Mini Batch Gradient Descent

Because of the way that we vectorize our implementations of forward and back propagation, the calculations on each step are done in a single matrix multiplication operation. This is great for performance’s sake, but at scale, it represents an issue. Because most deep-learning applications tend to amass huge datasets to get piped into them, it becomes increasingly difficult to perform all of these in-memory computations when you can’t, well, hold everything in memory.

Mini Batch: A Solution

If we refer to the “do it all at once” training as Batch Gradient Descent, then Mini Batch Gradient Descent involves splitting our original dataset up into a handful of smaller datasets, then running each of them through the algorithms we’ve been using. In pseudocode:

for batch in batch_dataset(X, y):
    forward_prop()
    cost_fn()
    back_prop()
    update_weights()

It’s important to note that the batch_dataset() has two steps:

  • Shuffling the dataset, maintaining matching X, y pairs
  • Partitioning the shuffled data into several, smaller batches

Cost Function Over Time

With batch gradient descent, our cost function monotonically decreased over time as we continually iterated over the dataset.
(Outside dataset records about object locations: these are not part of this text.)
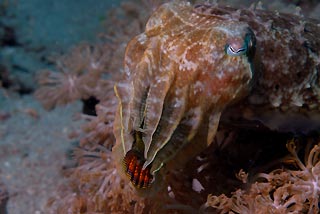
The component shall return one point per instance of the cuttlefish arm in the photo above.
(181, 74)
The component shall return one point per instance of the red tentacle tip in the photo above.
(133, 166)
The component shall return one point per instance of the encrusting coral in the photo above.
(94, 184)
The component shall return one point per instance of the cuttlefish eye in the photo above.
(237, 48)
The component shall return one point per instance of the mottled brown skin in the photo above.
(286, 93)
(194, 63)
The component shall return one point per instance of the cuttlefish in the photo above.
(195, 66)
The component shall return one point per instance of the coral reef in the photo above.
(280, 191)
(94, 184)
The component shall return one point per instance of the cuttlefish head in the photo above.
(181, 74)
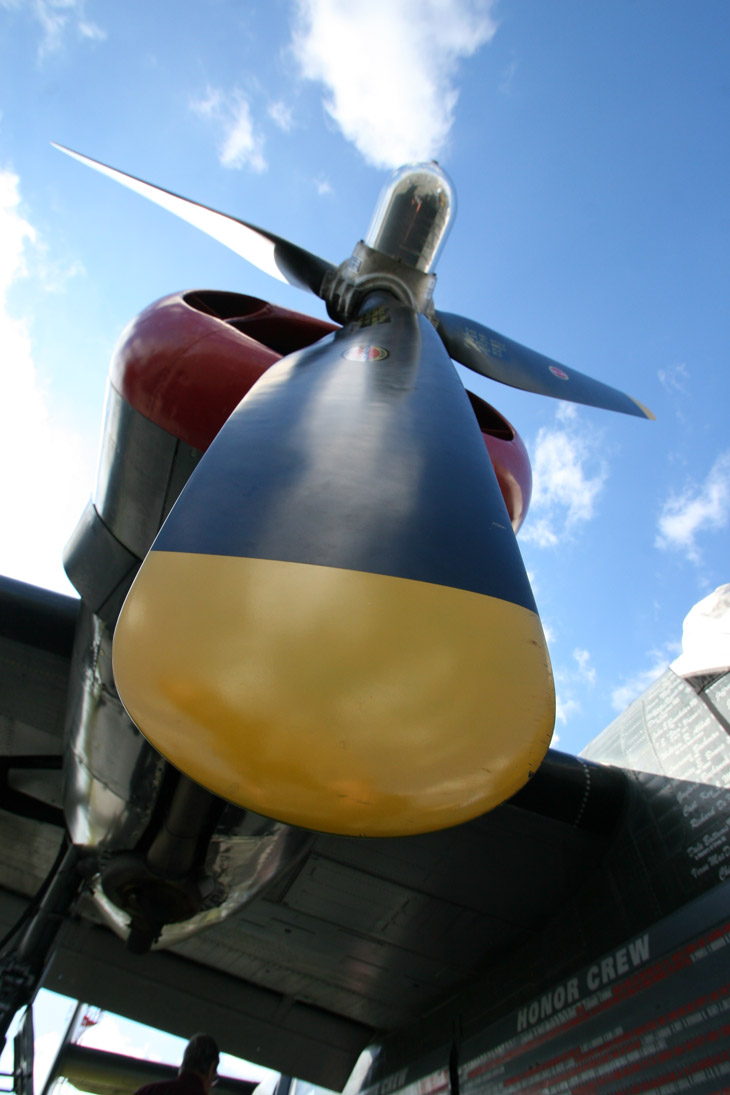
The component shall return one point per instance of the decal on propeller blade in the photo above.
(491, 346)
(380, 314)
(367, 353)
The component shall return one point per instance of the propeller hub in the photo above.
(408, 229)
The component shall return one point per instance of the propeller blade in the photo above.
(499, 358)
(268, 252)
(334, 626)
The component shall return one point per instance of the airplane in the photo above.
(292, 742)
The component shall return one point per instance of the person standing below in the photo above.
(196, 1074)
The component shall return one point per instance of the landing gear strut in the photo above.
(22, 968)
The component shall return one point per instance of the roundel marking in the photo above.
(366, 352)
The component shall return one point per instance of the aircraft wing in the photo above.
(36, 640)
(409, 943)
(361, 937)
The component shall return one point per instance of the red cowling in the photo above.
(187, 360)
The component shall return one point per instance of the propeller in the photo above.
(405, 237)
(497, 357)
(264, 250)
(334, 626)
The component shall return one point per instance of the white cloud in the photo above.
(281, 116)
(587, 671)
(45, 484)
(240, 143)
(567, 479)
(566, 706)
(675, 378)
(695, 510)
(633, 687)
(58, 20)
(389, 68)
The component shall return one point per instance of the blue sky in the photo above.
(588, 143)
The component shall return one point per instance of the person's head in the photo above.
(201, 1057)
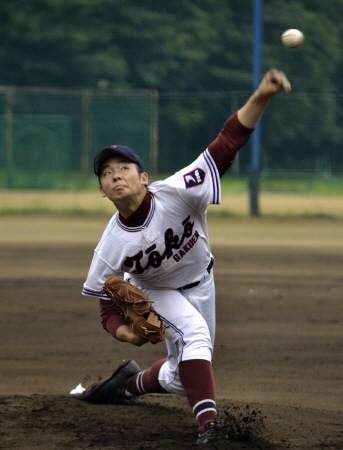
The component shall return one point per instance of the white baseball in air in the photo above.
(292, 38)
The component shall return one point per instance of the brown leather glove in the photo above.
(135, 308)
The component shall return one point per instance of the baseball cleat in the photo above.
(111, 390)
(215, 430)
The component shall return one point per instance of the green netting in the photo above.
(48, 137)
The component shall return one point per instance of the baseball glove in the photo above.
(135, 308)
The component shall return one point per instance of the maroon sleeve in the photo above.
(224, 148)
(111, 318)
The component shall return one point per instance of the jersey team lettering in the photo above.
(172, 241)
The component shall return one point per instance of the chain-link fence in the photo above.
(48, 137)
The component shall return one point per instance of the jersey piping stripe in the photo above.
(174, 328)
(214, 175)
(139, 383)
(145, 224)
(91, 292)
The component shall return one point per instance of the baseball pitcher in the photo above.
(152, 270)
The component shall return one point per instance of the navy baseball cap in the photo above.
(115, 150)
from IPython.display import Image

Image('images/batch_descent.png')

png

Alternatively, because we’re taking random samples of data, some samples may yield more error than others within the same iteration, so we get this local oscillation / global decrease behavior that makes for less-neat performance investigation.
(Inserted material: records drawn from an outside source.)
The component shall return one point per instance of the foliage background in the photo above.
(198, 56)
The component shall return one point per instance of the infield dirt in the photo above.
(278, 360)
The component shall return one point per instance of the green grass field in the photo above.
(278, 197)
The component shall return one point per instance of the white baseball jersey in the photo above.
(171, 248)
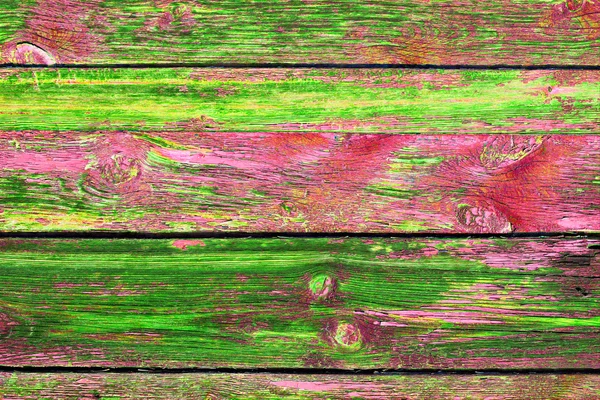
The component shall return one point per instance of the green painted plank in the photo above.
(285, 386)
(498, 32)
(302, 100)
(301, 302)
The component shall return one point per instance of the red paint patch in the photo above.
(183, 244)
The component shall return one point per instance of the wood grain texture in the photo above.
(315, 303)
(303, 182)
(471, 32)
(302, 100)
(281, 386)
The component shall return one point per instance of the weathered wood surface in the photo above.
(313, 182)
(471, 32)
(316, 303)
(302, 100)
(281, 386)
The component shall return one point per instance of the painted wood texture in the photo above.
(303, 302)
(471, 32)
(302, 100)
(303, 182)
(280, 386)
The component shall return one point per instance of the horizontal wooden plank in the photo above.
(313, 182)
(517, 32)
(302, 100)
(265, 386)
(301, 302)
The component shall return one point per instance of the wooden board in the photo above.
(300, 302)
(283, 386)
(282, 182)
(519, 32)
(302, 100)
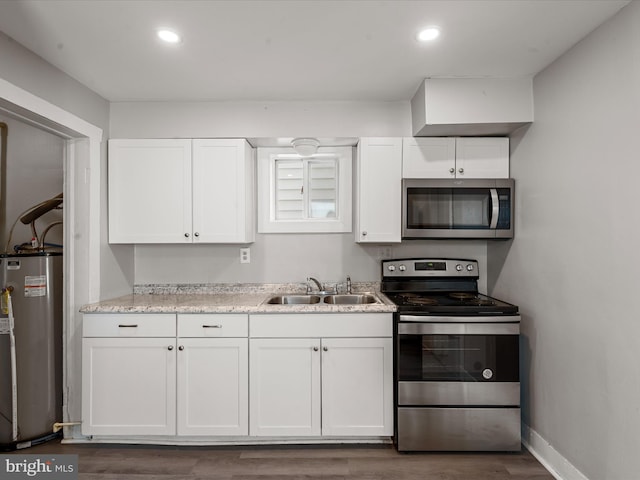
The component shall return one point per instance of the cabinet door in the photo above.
(223, 186)
(428, 157)
(213, 388)
(357, 386)
(150, 191)
(285, 387)
(128, 386)
(378, 192)
(486, 157)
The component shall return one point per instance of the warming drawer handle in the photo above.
(495, 208)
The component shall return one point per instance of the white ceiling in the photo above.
(275, 50)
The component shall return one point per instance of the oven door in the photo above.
(451, 364)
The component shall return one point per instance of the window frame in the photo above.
(267, 222)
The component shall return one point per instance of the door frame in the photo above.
(81, 219)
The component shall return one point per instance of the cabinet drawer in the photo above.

from IPython.display import Image

Image('images/mini_batch_descent.png')

png

Determining Batch Size

So how many batches should we break our data up into? Consider a dataset with m training examples.
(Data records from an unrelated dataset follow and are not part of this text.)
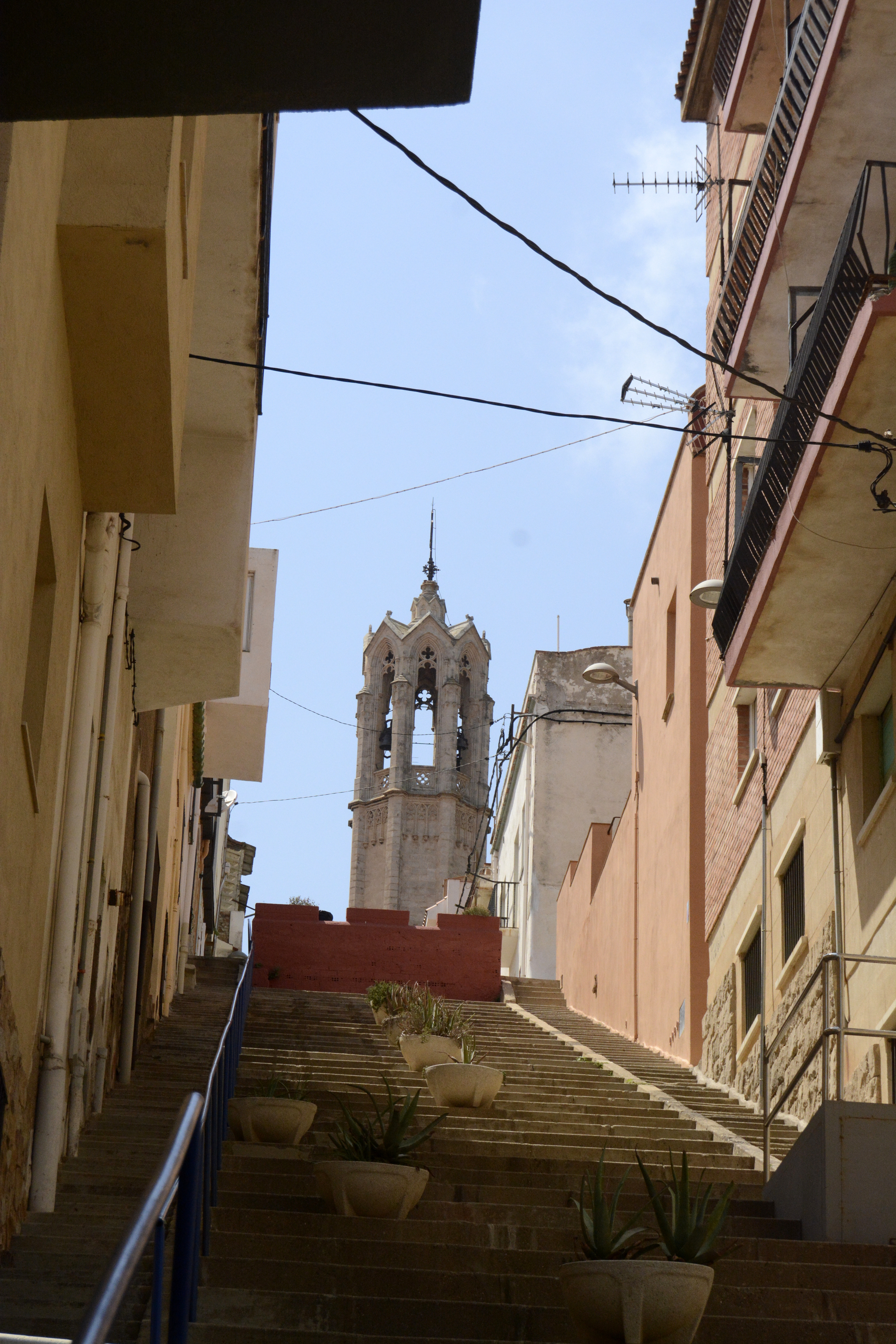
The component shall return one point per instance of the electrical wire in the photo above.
(303, 798)
(420, 392)
(594, 290)
(345, 722)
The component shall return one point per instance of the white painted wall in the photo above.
(562, 779)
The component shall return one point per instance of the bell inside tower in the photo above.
(425, 704)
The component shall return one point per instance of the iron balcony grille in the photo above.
(793, 904)
(733, 33)
(753, 982)
(842, 298)
(762, 198)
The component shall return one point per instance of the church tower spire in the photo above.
(421, 787)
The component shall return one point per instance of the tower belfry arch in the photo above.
(421, 786)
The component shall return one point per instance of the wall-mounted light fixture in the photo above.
(604, 674)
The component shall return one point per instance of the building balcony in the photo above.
(834, 114)
(813, 553)
(782, 136)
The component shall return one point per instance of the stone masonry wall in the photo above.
(721, 1033)
(15, 1144)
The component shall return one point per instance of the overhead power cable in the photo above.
(421, 392)
(596, 290)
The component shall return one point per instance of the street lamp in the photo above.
(707, 595)
(604, 674)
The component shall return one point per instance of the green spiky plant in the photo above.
(381, 994)
(429, 1015)
(691, 1230)
(600, 1240)
(385, 1138)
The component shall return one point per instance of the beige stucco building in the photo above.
(803, 697)
(420, 812)
(567, 771)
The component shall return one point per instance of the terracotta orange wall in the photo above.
(596, 921)
(459, 959)
(657, 855)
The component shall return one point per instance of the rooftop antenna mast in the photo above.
(432, 569)
(700, 182)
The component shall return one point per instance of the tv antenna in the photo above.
(641, 392)
(700, 182)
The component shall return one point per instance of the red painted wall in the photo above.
(459, 959)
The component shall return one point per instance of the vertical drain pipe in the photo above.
(764, 1060)
(152, 831)
(135, 921)
(52, 1087)
(105, 745)
(839, 929)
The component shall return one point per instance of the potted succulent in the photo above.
(275, 1114)
(614, 1294)
(396, 1003)
(435, 1032)
(371, 1177)
(468, 1083)
(381, 997)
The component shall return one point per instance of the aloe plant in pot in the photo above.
(435, 1032)
(276, 1114)
(385, 998)
(467, 1083)
(616, 1294)
(373, 1177)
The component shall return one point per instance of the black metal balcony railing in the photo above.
(762, 198)
(729, 46)
(851, 275)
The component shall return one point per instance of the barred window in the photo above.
(753, 982)
(793, 902)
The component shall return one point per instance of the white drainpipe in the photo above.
(105, 747)
(52, 1087)
(187, 882)
(132, 962)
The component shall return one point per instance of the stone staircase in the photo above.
(56, 1264)
(546, 1001)
(479, 1257)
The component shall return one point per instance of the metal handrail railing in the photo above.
(187, 1171)
(828, 1030)
(851, 276)
(760, 208)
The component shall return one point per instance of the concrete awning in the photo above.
(104, 60)
(834, 554)
(847, 122)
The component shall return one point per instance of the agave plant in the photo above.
(431, 1015)
(600, 1241)
(386, 1136)
(691, 1230)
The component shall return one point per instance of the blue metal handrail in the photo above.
(187, 1171)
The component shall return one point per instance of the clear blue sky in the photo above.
(378, 272)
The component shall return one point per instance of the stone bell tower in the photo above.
(421, 790)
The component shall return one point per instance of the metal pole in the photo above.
(766, 1162)
(726, 440)
(158, 1275)
(839, 928)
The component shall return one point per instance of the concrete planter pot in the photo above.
(371, 1190)
(435, 1050)
(641, 1302)
(271, 1120)
(464, 1085)
(394, 1027)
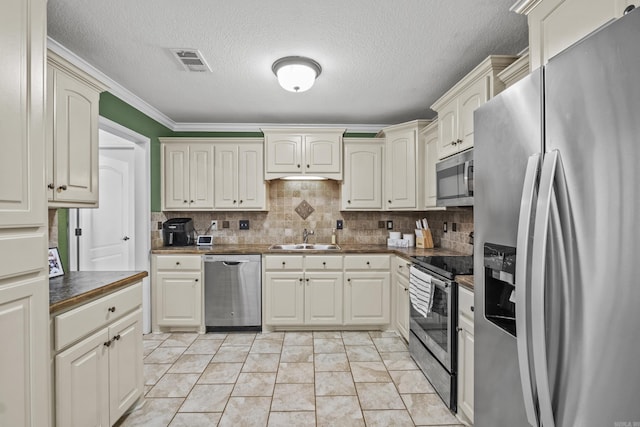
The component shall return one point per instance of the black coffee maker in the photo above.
(178, 232)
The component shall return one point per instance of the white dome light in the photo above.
(296, 73)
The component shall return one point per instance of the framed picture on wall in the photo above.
(55, 265)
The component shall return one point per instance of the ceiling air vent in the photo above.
(191, 60)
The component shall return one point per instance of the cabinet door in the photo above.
(366, 298)
(323, 298)
(284, 153)
(179, 298)
(201, 176)
(322, 154)
(465, 367)
(448, 130)
(284, 298)
(175, 176)
(226, 176)
(402, 305)
(76, 140)
(126, 382)
(252, 191)
(362, 185)
(82, 383)
(400, 175)
(469, 101)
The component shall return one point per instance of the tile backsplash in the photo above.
(282, 224)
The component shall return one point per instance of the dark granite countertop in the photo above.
(77, 287)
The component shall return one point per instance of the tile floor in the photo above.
(285, 379)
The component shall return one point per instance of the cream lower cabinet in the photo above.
(363, 179)
(177, 292)
(465, 354)
(100, 377)
(367, 293)
(401, 303)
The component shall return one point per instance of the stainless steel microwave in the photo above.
(454, 180)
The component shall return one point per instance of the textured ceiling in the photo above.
(383, 61)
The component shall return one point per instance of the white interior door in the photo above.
(108, 232)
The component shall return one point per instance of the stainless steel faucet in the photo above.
(305, 235)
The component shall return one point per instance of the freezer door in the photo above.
(592, 129)
(508, 131)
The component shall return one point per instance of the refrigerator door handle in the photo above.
(538, 271)
(523, 267)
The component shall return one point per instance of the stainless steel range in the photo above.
(433, 324)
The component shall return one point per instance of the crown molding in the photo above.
(136, 102)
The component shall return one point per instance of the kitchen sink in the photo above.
(305, 247)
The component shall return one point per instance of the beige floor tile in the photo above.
(255, 384)
(154, 413)
(190, 364)
(298, 338)
(239, 339)
(266, 346)
(411, 382)
(246, 411)
(291, 419)
(356, 338)
(164, 355)
(179, 340)
(154, 371)
(390, 344)
(388, 418)
(220, 373)
(204, 347)
(230, 354)
(293, 397)
(428, 409)
(379, 396)
(369, 372)
(341, 411)
(173, 385)
(328, 345)
(398, 361)
(362, 353)
(298, 353)
(257, 362)
(207, 419)
(207, 398)
(334, 384)
(332, 362)
(295, 373)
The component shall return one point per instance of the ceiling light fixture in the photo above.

At two extremes we can have:

  • m batches.

    • This undoes all of the performance gains that we got with vectorization
  • 1 batch

    • This is just batch gradient descent, which, again, we can’t fit into memory

And for Computational Reasons™, our batches should always be a power of 2. Typically in 64, 128, 256, 512. Be careful to ensure that your batch fits into memory!

When to Even Bother?

If you have a small training set (m < 2000), just use batch gradient descent.